Ein tolles Buch!!! Einfach alles dabei und super geschrieben. Ein Rudel Wölfe wird in den Highlands ausgesetzt, um die Natur wieder ins Gleichgewicht zu bringen. Aber auch die Menschen selbst sind aus dem Gleichgewicht geraten. Wer ist eigentlich grausam?

5

Eine sehr bewegende Geschichte über Wölfe und Menschen, über Liebe und Gewalt, Vertrauen und Vergebung. Mich hat der Roman sehr berührt, stellenweise tief erschüttert und über uns Menschen, unsere Beziehung zueinander und zur Natur nachdenken lassen.

5

Großartig!

„Wo die Wölfe sind“ von Charlotte McConaghy hat mir noch besser gefallen als „die Rettung“ - einfach weil die Thematik Wölfe mich viel mehr fasziniert hat und auch meine Sichtweise über die Re-Naturierung der Wölfe komplett verändert hat. Charlottes Beschreibungen der Natur sind so wunderschön, dass man regelrecht darin abtaucht und auch die ganze spannende, ergreifende, manchmal auch extrem erschütternde Geschichte rund um Inti, Aggie, Duncan und alle anderen hat mich richtig in den Bann gezogen. Ich bin mittlerweile richtig Fan von Charlotte McConaghys Schreibweise und ihrer so prall gefüllten Geschichten.

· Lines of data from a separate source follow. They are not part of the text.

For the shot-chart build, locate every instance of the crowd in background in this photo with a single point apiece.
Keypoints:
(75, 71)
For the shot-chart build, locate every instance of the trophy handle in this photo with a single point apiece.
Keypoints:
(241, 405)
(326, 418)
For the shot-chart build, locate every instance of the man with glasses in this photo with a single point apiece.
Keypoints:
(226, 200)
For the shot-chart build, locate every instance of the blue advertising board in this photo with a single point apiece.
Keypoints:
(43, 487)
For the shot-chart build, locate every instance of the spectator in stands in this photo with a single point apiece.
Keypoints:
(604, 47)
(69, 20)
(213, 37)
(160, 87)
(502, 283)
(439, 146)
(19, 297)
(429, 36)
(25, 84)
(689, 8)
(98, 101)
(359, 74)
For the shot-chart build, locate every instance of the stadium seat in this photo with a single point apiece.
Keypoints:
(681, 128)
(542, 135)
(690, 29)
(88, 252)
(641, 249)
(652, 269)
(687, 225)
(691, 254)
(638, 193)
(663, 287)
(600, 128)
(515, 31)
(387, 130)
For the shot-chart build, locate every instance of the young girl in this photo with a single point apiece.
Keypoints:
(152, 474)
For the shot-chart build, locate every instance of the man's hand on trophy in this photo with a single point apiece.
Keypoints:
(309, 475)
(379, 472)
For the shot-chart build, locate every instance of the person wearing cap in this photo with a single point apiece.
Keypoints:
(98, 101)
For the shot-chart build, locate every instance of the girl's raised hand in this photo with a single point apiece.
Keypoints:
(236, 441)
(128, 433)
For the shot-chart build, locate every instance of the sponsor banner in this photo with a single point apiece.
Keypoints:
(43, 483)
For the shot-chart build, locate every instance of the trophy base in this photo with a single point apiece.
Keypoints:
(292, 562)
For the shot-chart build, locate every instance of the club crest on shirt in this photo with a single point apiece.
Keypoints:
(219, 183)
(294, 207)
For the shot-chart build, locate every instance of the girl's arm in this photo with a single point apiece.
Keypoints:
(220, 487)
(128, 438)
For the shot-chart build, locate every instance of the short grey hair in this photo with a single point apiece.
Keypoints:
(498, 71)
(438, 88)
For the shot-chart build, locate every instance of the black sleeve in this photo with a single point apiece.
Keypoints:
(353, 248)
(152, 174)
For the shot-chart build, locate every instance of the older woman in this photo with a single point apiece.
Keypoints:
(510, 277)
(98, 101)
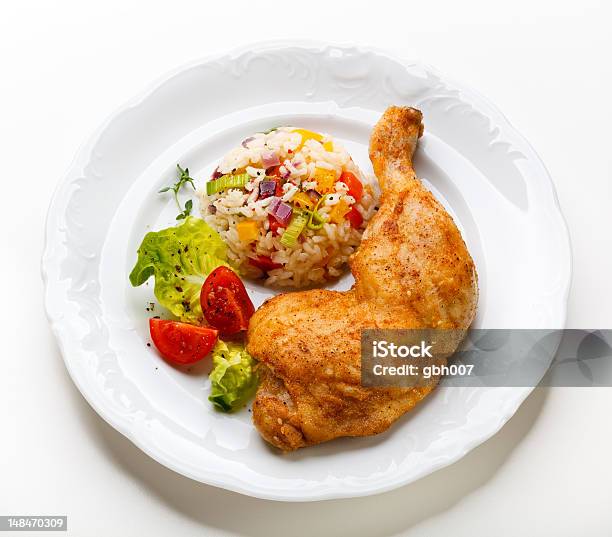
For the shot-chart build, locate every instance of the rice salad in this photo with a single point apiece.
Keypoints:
(291, 205)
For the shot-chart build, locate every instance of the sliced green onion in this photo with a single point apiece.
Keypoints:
(227, 181)
(295, 228)
(316, 221)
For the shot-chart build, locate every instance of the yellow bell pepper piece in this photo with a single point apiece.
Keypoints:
(248, 230)
(302, 201)
(326, 179)
(308, 135)
(336, 215)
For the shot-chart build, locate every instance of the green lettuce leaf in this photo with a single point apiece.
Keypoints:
(180, 258)
(234, 378)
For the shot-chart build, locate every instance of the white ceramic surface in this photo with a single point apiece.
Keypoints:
(481, 169)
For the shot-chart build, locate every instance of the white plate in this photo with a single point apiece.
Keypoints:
(485, 173)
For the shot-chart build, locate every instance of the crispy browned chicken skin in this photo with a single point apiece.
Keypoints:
(412, 270)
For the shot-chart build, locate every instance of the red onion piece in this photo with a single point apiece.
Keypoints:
(273, 205)
(267, 189)
(286, 173)
(269, 159)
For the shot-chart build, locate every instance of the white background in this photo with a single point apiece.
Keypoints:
(67, 65)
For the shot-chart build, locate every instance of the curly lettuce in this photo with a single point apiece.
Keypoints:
(234, 376)
(180, 258)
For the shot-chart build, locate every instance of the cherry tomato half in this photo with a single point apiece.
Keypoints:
(182, 343)
(354, 217)
(264, 263)
(225, 302)
(354, 184)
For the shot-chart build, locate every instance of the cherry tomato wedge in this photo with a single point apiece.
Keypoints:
(354, 217)
(225, 302)
(182, 343)
(264, 263)
(354, 184)
(274, 225)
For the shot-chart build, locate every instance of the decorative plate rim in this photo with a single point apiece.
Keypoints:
(229, 481)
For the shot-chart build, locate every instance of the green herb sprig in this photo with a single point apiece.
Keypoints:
(184, 179)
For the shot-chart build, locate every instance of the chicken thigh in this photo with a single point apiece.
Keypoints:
(412, 270)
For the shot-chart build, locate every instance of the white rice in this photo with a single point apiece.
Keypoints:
(320, 255)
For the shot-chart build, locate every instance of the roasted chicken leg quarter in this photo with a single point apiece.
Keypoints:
(412, 270)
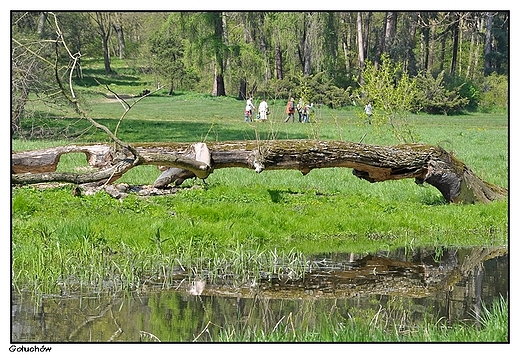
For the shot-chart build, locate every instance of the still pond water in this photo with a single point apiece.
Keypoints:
(402, 287)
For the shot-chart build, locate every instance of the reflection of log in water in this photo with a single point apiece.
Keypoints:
(424, 277)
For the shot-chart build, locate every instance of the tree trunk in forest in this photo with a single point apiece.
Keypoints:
(242, 93)
(103, 21)
(278, 61)
(424, 163)
(118, 28)
(390, 30)
(487, 45)
(455, 48)
(361, 49)
(410, 62)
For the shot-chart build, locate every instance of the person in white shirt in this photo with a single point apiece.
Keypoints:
(263, 109)
(248, 115)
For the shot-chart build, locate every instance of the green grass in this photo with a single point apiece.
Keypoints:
(492, 328)
(61, 239)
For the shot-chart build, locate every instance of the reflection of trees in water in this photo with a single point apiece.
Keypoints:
(397, 289)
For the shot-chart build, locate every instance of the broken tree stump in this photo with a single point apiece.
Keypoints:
(424, 163)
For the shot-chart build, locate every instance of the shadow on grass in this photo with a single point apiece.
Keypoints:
(80, 130)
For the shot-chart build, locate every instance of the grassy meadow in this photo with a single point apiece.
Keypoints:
(236, 221)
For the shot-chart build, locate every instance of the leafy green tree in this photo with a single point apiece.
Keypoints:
(494, 93)
(391, 92)
(167, 53)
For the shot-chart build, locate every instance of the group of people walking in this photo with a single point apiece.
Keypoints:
(303, 110)
(263, 111)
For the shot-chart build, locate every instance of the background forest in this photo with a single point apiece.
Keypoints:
(444, 62)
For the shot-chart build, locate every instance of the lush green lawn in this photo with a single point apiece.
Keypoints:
(237, 210)
(242, 222)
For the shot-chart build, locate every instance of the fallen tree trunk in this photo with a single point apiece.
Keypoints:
(424, 163)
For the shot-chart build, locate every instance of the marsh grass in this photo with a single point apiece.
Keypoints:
(359, 328)
(236, 219)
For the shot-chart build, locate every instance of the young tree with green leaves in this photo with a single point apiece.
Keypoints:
(391, 92)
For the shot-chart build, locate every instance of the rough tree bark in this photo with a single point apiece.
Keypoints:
(424, 163)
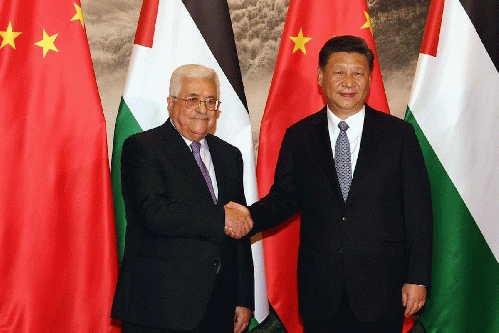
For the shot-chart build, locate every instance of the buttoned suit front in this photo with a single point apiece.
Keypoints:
(175, 241)
(372, 244)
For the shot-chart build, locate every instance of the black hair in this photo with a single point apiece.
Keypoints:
(347, 43)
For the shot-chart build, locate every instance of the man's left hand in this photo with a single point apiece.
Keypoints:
(241, 319)
(413, 298)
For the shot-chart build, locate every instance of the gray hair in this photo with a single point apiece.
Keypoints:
(192, 71)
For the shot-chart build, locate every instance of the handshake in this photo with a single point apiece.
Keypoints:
(238, 222)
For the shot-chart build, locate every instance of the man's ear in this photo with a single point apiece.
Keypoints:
(170, 101)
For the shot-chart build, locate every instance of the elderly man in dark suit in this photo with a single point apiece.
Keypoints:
(358, 178)
(180, 271)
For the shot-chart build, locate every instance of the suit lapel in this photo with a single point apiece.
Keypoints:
(369, 146)
(323, 150)
(217, 157)
(180, 155)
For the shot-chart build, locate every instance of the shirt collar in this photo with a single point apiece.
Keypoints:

Für mich geht’s direkt weiter mit „die Zugvögel“… bin ultra gespannt! Übrigens ist „Wo die Wölfe sind“ auch als Hörbuch extrem empfehlenswert - super schön eingelesen von Eva Meckbach!

Großartig!
5

Ich weiß nicht, was ich sagen soll. Es war ein tolles Buch! Vorab wäre eine Triggerwarnung angebracht gewesen. Die Geschichte von Inti & Aggie verlief anders als erwartet. Erst ziemlich zum Schluss erfährt man vom Grund Aggies Traumata. Und auch Inti ist nicht ganz ohne sie. Es zeigt, wie ein Mensch sich durch schlechte Erfahrungen ändern kann. Und die Wölfe? -Die waren einfach nur Wölfe. Keine Verharmlosungen, keine Schönigungen, keine Vermenschlichungen ... einfach nur traumhaft wilde Tiere.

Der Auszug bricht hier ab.